TU‐FF‐A2‐02: Beam‐Weight Optimization for the Field‐In‐Field Treatment‐Planning Technique Using Fuzzy Logic

Purpose: The field‐in‐field treatment‐planning technique is commonly used in tangential‐field irradiation of breast cancer, but it can also applied to other sites, eliminating the need for wedge filters in the treatment plan. The purpose of this work is to investigate an efficient and reliable method that employs fuzzy logic to optimize the beam weights for treatment plans that utilize the field‐in‐field treatment‐planning strategy. Method and Materials: Three tumor sites were considered, one in the breast, one in the brain, and one at the skull base. Four beam segments were used for the breast plan, and 8 segments were employed in the brain and skull‐base plans. The Pinnacle 3 treatment‐planning system was used to design the beam apertures in all cases. The dose per monitor unit (MU) delivered by each beam separately, calculated at a selection of points within the target volume using the Pinnacle 3 planning system, served as input to the optimization procedure.
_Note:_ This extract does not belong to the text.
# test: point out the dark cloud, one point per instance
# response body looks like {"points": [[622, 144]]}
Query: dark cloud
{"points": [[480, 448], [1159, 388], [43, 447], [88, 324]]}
In the optimization process, relative cold‐ and hot‐spot volumes within the target were defined as fuzzy variables. Development of a fuzzy rule set to determine how to adjust the number of MU delivered through each segment was simplified by dividing the target volume into sub‐volumes associated with each beam segment. The change in the number of MU was a fuzzy variable, which was de‐fuzzified using the center‐of‐mass method. Results: The field‐in‐field plans developed using fuzzy logic were comparable to standard plans employing wedges developed by experienced dosimetrists. The fuzzy optimization was also fast, requiring only seconds to complete. For both the fuzzy‐optimized and standard plans, the relative cold‐spot volume within the target was between 0 and about 6%, and the hot‐spot volume was less than 1%. Conclusion: Fuzzy optimization theory can be successfully applied to optimize the beam weights for field‐in‐field treatment planning.